The clients mostly come from further afield, customers of a new brand of Sicilian travel agency offering Mafia-free holidays at establishments that refuse to pay protection money, or "pizzo".
A group of 50 teenagers from a college in Bologna filled the restaurant one lunchtime with excited chatter. "It's a victory over the Mafia that we're here to eat at this table," said 18-year-old Cristiana.
But the Sicilian Mafia, or Cosa Nostra, are ever-present. "We all still know who the local bosses are right now," says one local. "They're just not the brutal gangster types of the olden days."
Five miles up the road is the town of Corleone. Tourists often pose alongside the sign, not realising that the famous Godfather films were actually filmed elsewhere in Sicily. Judging by the numbers of shop windows displaying bottles of Il Padrino wine, local businesses are happy to exploit the town's on-screen association with violence.
Corleone, though, is still home to powerful Mafia families. There are no visible clues to the wealth that is said to lie behind the firmly shuttered doors and windows of its narrow streets.
Yet right in the heart of the town, another jailed Mafia boss's home has been radically transformed. Bernardo Provenzano, dubbed The Tractor for his ruthless trait of mowing people down, was arrested and jailed in 2006. Now the giant sign outside his front door says "Bottega della Legalita" or "Shop of Legality".
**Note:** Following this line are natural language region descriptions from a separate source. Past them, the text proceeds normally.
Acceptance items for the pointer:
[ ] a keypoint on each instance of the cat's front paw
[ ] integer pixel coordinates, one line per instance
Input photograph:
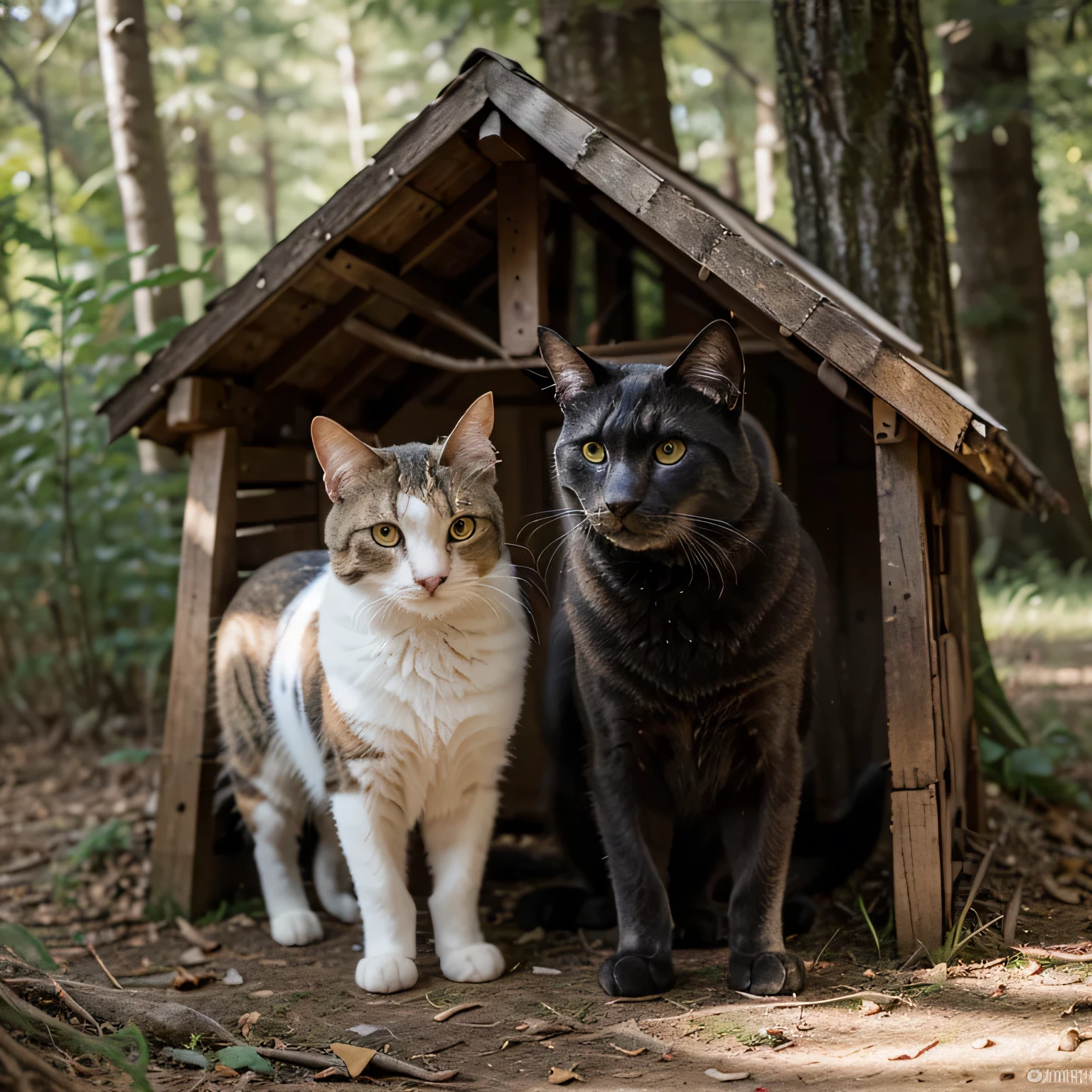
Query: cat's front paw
(473, 963)
(766, 974)
(628, 974)
(385, 974)
(296, 927)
The ground floor is a shop selling pasta, sauces and wine produced by co-operatives now farming former Mafia land. The shelves were sparsely stocked and there was a distinct lack of customers, I noticed.
"That's because it's absolutely impossible to shop here unseen," explained shop manager Liborio Grizzaffi, gesturing through the open door to the street. Apparently one of Provenzano's relatives still owns the house opposite.
"The older generation is still fearful. But the very fact we are here in Provenzano's family home would have been unthinkable a decade ago. Actually some housewives are now realising that our pasta sauce is really rather good."
Above the shop is an exhibition that aims to change perceptions of Mafia culture among younger generations.
Particularly disturbing is the tribute to murdered children, including one 11-year-old boy, kidnapped, strangled, and then dissolved in acid. There are also portraits of men and women who bravely fought against the Mafia. Most met unhappy endings.
We turned a corner into a side room showing Mafiosi arrests. And suddenly there he was. Bernardo Provenzano. The building's notorious former owner. Large as life - but fortunately made of cardboard.
There's also a portrait of Giovanni Brusca, a brutal criminal responsible for the kidnap and murder of that poor 11-year-old. The wine sold in the shop downstairs is now produced on Brusca's former vineyards between Corleone and Palermo.
Seven years ago I visited the co-operative setting up legal wine production on this land. Back then, locals were reluctant to work there, some reported intimidation and there were several arson attempts.
Today it feels very different. More than 100 people are employed at the Centopassi vineyards, and I saw construction workers building a new visitor centre and tasting room.
"It feels a little bit like a revolution," says manager Stefano Palmero. "People from nearby towns can choose to work here instead of in Mafia-connected firms."
These vineyards produced 300,000 bottles of wine this year. However, most is sold in Northern Italy rather than in Sicily itself.
"Many Sicilian supermarket chains are still run by Mafia interests," explains Lucio Guarino, director of the agency that manages the confiscated land in Sicily.
"We absolutely refuse to deal with them. It sounds mundane but supermarkets are incredibly important now for the Mafia's control over the land and economy."
Breaking the domination of the Mafia in this part of Italy will be a long process.
Transforming confiscated properties into ethical businesses is certainly a start. Already they're attracting tourists and providing employment in tough economic times, and for the younger generations they're a tangible symbol of legality and hope.